Among they: labor unions. For union members, Democrats propose a tax deduction of up to $250 for union dues:
The deduction is “above the line,” meaning filers can exclude the cost of dues from their gross income. In other words, union dues would get the same treatment now reserved for things like insurance premiums and retirement contributions. The deduction would last through 2025. The Joint Committee on Taxation estimates its cost at $1.8 billion.
Supporters frame the tax break as relief for workers. “Unions are the backbone of the middle class,” said Democratic Sen. Bob Casey while introducing a similar provision in April. “This legislation would put money back in the pockets of working families.”

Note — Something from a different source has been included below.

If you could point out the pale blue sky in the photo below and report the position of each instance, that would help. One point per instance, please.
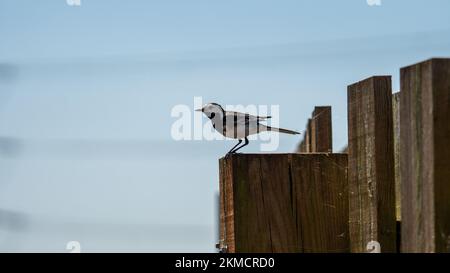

Except, as the Wall Street Journal notes, this sop to unions is bad tax policy for the very members the deduction is supposed to help:
It’s also a step backward for the tax code, which Republicans helped to rationalize in 2017. The Tax Cuts and Jobs Act nearly doubled the standard deduction to replace a hodgepodge of tax breaks, including a previous “below the line” deduction for dues. Instead of returning cash to the average worker, Democrats want all workers to subsidize the unionized few—along with their own election campaigns.
The problem, as always, is the cumbersome, confusing, and corrupt tax code. If the goal is to help workers, or families or anyone else politicians might think of, the tax code needs to be simple, fair and broad-based. In other words, junk the current monstrosity, and replace it with a flat tax.